Pine beetles spread to 3.6 million acres in Colorado and Wyoming
January 22, 2010
DENVER (AP) – Tree-killing beetles have infested another 500,000 acres of pine trees in Colorado and southern Wyoming, boosting the total outbreak to 3.6 million acres in the region, according to a report released Friday.
The infestation that started more than a decade ago in Colorado’s north-central mountains is growing more rapidly east of the Continental Divide, the U.S. Forest Service said. The biggest increases last year were in northern Colorado’s Larimer County and southern Wyoming’s Snowy and Laramie mountains.
Rick Cables, head of the Forest Service’s Rocky Mountain region, said a national management team formed late last year is coordinating responses to the epidemic.
The Forest Service is pumping $40 million more into battling the tiny bugs that burrow under the bark of pine trees.
The beetles, about the size of a match head, lay their eggs inside the tree, turning the green needles to the color of rust as they feed on the tree and restrict its ability to draw water.
Threats from the stands of dead trees include the risk of catastrophic wildfires, injury and property damage from falling trees, and damage to waterways from erosion, forest officials said.
Thousands of acres of infected trees have been cut.
“For the next two years, we are working with a national incident management organization to approach our efforts across the entire landscape utilizing all of the tools available,” Cables said.
While bark beetle infestations are considered part of natural cycles, experts said drought and warmer temperatures are making the current outbreak worse.
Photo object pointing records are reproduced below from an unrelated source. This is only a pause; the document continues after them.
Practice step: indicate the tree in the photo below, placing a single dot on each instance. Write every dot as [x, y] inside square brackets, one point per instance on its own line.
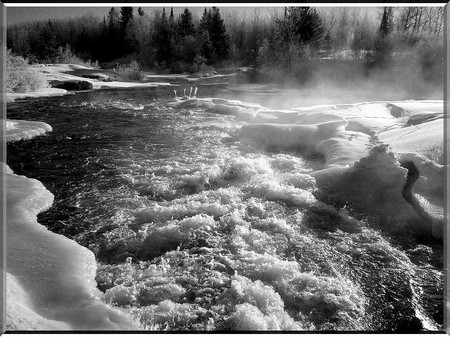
[206, 48]
[185, 24]
[126, 16]
[382, 51]
[218, 35]
[386, 24]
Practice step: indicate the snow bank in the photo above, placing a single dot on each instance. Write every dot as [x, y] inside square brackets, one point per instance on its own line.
[426, 138]
[20, 129]
[330, 139]
[50, 278]
[43, 93]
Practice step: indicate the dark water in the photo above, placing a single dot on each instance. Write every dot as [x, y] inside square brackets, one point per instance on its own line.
[194, 229]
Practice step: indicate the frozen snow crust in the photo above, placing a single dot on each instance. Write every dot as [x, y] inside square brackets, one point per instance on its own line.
[223, 258]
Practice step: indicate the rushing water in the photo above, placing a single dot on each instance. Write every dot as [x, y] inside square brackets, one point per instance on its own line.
[195, 229]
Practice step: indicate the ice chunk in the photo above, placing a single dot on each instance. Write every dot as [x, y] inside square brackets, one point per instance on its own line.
[55, 274]
[19, 129]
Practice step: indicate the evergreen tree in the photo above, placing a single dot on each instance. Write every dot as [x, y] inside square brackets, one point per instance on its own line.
[306, 25]
[113, 34]
[218, 35]
[386, 24]
[206, 48]
[185, 24]
[383, 48]
[48, 44]
[162, 39]
[126, 16]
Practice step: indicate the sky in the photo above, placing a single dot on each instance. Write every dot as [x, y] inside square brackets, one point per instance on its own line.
[28, 14]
The region hasn’t had prolonged freezing temperatures that would help kill the bugs, and drought has weakened the trees.
Other Western states with beetle infestations are Idaho, Montana, New Mexico, Oregon and eastern Washington. And about 330,000 acres of the 1.2 million-acre Black Hills National Forest in western South Dakota have been affected.
Some critics have questioned spending so much money to remove the infected trees. Researchers, including University of Colorado professor Tom Veblen, have said climate – hot, dry weather – drives forest fires, and that dead trees are no more of a fire risk than live ones.